In today’s fast-paced world, we often overlook the intricacies behind how top-performing companies operate. We take streamlined processes for granted and rarely question how they work. Yet, behind that efficiency lies a powerful tool: Standardization.

Why Standardization Matters

Standardization makes our lives easier—so seamlessly, in fact, that we often don’t even notice it. Take traffic lights, for example. Whether you’re driving in the U.S., Mexico, Canada, or France, you’ll recognize the same colors and meanings. That’s standardization in action. It allows us to understand systems quickly, without needing to relearn them in every new context.

This same concept applies to business operations. When you standardize processes across departments, it ensures everyone is aligned, understands the data, and can operate effectively—regardless of where they are or what team they belong to.

The IT Perspective: A Common Trap

In IT, we often forget to standardize and then complain about how much work we have. And yes—we usually have a lot of work. But here’s the truth: up to 80% of that workload could be reduced simply by standardizing systems and processes.

Imagine managing a network of:

  • 5,000 computers
  • 200 servers
  • 100 network switches

Now imagine those computers are split: 25% Lenovo, 35% Dell, 35% HP, and 5% Asus. Your servers? A mix of HP, Dell, and IBM. Different models, firmware, configurations—it’s chaos.

Every vendor introduces different patching tools, driver updates, and firmware vulnerabilities. How do you respond to a critical HP firmware alert when you also need to chase patches from Dell, Asus, and IBM?

Without standardization, it’s nearly impossible to respond quickly. It becomes a cybersecurity risk—and a budgetary nightmare.

Time, Tools, and Team Efficiency

Let’s say you’re lucky and you use cloud tools like Atera or ESET. Great—but even those tools can’t magically standardize your environment. To react fast, you need:

  1. A centralized helpdesk
  2. Uniform hardware
  3. Consistent OS and software versions

If 80% of your infrastructure is standardized, you can deploy firmware updates in a matter of minutes—not days. You won’t need to segregate by brand, model, or OS version every time a vendor posts a patch.

Standardization simplifies:

  • Troubleshooting
  • Ticket resolution
  • Training
  • Device upgrades
  • Team onboarding

It also reduces the number of specialists required. Instead of hiring experts for each platform (Windows, Linux, VMware, Proxmox, etc.), you can focus on a single stack and scale effectively.

Even printers should be standardized—and ideally leased, not purchased.

The Real-World Impact: A Branch Rollout Example

Here’s a real-life example:

A company used to spend 25 days setting up the IT infrastructure for each new branch, including:

  • Wiring, plugs, and plates
  • Network switches and firewalls
  • Computers, printers, and cameras
  • Configuration, labeling, and testing
  • Travel, hotel stays, meals, gas, and other costs

That’s a huge investment of time and money.

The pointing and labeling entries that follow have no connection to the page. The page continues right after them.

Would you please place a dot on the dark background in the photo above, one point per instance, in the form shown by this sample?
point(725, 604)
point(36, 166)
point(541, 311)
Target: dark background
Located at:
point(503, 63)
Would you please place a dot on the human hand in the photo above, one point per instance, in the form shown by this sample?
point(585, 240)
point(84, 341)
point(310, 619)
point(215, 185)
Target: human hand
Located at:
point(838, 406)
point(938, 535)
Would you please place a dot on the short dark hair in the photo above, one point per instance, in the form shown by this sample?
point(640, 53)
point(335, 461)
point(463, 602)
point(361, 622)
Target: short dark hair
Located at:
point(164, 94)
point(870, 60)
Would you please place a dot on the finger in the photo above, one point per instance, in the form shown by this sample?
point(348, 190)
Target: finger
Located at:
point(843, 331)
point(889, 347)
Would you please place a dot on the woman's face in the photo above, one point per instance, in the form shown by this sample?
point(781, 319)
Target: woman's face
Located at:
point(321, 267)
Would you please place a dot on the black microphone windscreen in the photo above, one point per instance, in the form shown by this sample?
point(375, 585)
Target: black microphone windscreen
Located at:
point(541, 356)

The Solution? Standardization.

I created a Branch Kit—a pallet with all pre-configured devices ready to ship. I outsourced local installations to a third-party vendor using a detailed layout with labeled network ports.

The result?

  • 70% cost savings per branch setup
  • Zero disruption to internal IT support
  • Happier employees and customers
  • No missed support calls
  • Reduced burnout for the IT team

And that wasn’t all.

We also standardized printer models based on actual branch needs. By replacing oversized printers with smaller, appropriate devices, we saved over \$80,000 USD per year in toner and leasing costs.

Support tickets dropped from 25 per branch per month to just 3 to 5. That meant fewer tickets, less stress, and no need for additional IT headcount.

The Bottom Line

Standardization creates a virtuous cycle:

  • Faster response times
  • Lower costs
  • Better scalability
  • Easier training
  • Stronger cybersecurity

The more you standardize, the more efficient and cost-effective your company becomes.